Sample space: a space of events that are assigned probabilities, where events are binary, multi-valued, or continuous; but always mutually exclusive
Examples
Coin flip: {head, tail}
Die roll: {1, 2, 3, 4, 5, 6}
Random variable: a variable, \(x\), whose domain is the sample space and whose value is somewhat uncertain
\(x\) = coin flip outcome
\(x\) = tomorrow's temperature
The Axioms of Probability
For event \(A, P(A) ∈ [0,1]\)
For sample space \(S\), \(P(S) = 1\); and \(P(true) = 1\), \(P(false) = 0\)
If events \(A_1, A_2, A_3, \cdots\) are disjoint (mutually exclusive), then \(P(A_1 \cup A_2 \cup A_3 \cdots)=P(A_1)+P(A_2)+P(A_3)+\cdots\)
It follows that for disjoint events \(A\) and \(B\)
\(P(A \cup B) = P(A) + P(B) - P(A \cap B)\)
Joint probability: the probability of two events occurring together at the same point in time.
$$P(A, B) = P(A \cap B) = P(A)*P(B)$$
Marginal probability: the probability of a single event occurring unconditioned on any other events
Conditional probability: the probability of an event \(B\) given that event \(A\) has already occurred, and that these events are dependent
$$P(B|A) = \frac{P(A \cap B)}{P(A)}$$
For conditional probability on some other events \(C\)
$$P(A| B,C) = \frac{P(A,B |C)}{P(B|C)}$$
Chain rule: derived from the definition of conditional probability
Language modeling: tries to capture the notion that some text is more likely than others by estimating the probability \(P(s)\) of any text \(s\)
Unigram Language Model: makes a strong independence assumption that words are generated independently from a multinomial distribution \(\theta\) (of dimension \(V\) = size of the vocabulary)

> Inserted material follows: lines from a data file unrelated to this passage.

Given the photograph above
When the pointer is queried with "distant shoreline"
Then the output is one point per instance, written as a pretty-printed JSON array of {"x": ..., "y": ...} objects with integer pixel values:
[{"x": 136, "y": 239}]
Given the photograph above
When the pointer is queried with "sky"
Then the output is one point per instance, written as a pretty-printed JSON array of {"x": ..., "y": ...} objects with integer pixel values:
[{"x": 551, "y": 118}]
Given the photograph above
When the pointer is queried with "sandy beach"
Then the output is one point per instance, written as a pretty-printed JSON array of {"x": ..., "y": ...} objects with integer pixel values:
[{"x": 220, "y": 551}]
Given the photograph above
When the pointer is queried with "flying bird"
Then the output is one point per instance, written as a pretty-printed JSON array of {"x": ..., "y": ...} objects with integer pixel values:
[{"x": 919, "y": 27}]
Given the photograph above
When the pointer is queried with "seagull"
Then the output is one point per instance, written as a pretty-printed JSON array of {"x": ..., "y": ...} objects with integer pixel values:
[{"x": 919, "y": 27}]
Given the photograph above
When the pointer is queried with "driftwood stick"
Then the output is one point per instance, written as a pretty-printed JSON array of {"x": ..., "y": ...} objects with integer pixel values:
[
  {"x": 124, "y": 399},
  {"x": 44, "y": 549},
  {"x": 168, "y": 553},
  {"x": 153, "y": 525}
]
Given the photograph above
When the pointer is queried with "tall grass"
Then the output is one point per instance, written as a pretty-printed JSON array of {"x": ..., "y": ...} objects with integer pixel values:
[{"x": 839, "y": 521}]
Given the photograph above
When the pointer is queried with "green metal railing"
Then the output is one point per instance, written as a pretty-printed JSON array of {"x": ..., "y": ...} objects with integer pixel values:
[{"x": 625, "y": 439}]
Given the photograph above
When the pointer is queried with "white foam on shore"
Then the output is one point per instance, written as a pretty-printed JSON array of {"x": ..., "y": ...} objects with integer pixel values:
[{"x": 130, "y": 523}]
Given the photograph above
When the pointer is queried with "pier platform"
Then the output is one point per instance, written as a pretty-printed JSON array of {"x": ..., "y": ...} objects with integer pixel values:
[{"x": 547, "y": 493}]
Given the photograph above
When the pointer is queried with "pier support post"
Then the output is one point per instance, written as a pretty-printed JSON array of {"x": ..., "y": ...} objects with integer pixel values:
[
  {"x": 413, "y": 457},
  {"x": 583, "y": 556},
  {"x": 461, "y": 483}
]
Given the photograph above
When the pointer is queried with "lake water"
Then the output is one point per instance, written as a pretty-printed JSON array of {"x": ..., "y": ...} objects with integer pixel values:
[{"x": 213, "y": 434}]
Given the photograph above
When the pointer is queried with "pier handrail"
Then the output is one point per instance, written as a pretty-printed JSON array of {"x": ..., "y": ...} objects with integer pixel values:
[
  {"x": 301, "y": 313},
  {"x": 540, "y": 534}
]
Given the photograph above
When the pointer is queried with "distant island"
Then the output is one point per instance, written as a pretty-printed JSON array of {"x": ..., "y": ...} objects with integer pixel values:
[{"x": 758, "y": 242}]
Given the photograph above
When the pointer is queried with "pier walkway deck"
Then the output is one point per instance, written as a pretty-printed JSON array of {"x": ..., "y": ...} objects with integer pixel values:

Scalar: a number, has magnitude (1 × 1) Vector: a list of numbers, has magnitude and direction (default column vector n × 1) Matrix: an array of numbers (m × n)
Matrix Basics
Transpose: \((A^T)_{ij} = A_{ji}\) and \((A+B)^{\top} = A^{\top}+B^{\top}\) and \((AB)^{\top} = B^{\top}A^{\top}\). If \(A = A^{\top}\) then matrix \(A\) is symmetric
Multiplication: if matrix \(A\) is \(m \times n\) and matrix \(B\) is \(n \times p\), then \(AB = C\) and \(C\) is \(m \times p\) and \(C_{ij} = \sum\limits_{k=1}^m A_{ik}B_{kj}\) and generally \(AB \neq BA\)
Determinant of a Matrix: scaling factor of the linear transformation described by the matrix, written as \(det(A)\) or \(|A|\) and matrix \(A\) is invertible iff \(|A| \neq 0\). If \(|A| = 0\) then matrix \(A\) is singular and therefore linearly dependent
$$|A| = \begin{vmatrix} a & b \\
c & d \end{vmatrix} = ad - bc, |A^{-1}| = \frac{1}{|A|}$$
Inverse of a Matrix: matrix \(A^{-1}\) such that \(AA^{-1} = I\), where \(I\) is the identity matrix. \((AB)^{-1} = B^{-1}A^{-1}\) and \((A^{\top})^{-1} = (A^{-1})^{\top}\)
$$A = \begin{bmatrix} a & b \\
c & d \end{bmatrix}, A^{-1} = \frac{1}{det(A)} adj(A) =
\frac{1}{ad-bc} \begin{bmatrix} d & -b \\
-c & a \end{bmatrix}$$
Identity Matrix: diagonal matrix whose nonzero entries are all 1. \(AI = IA = A\) and \(AA^{-1} = A^{-1}A = I\)
Trace of a Matrix: sum of elements along the diagonal, for \(n \times n\) matrix \(A\), \(tr(A) = \sum\limits_{i=1}^n a_{ii}\)
PCA is a dimension-reduction tool that can be used to reduce a large set of variables to a small set that still contains most of the information in the large set. This procedure transforms a number of possibily correlated variables into a smaller number of uncorrelated variables called principal components. PCA is traditionally performed on a square, symmetric matrix.
Let \(x_1, \dots, x_n \in \mathbb{R}^D\) where \(\mathbb{R}^D\) is the set of all real numbers in the \(D^{th}\)-dimension. PCA is to be performed on a set of centered points, i.e., \(\sum_i x_i = 0\). Center the data by computing the sample mean, \(\mu\) and subtracting it from each data point.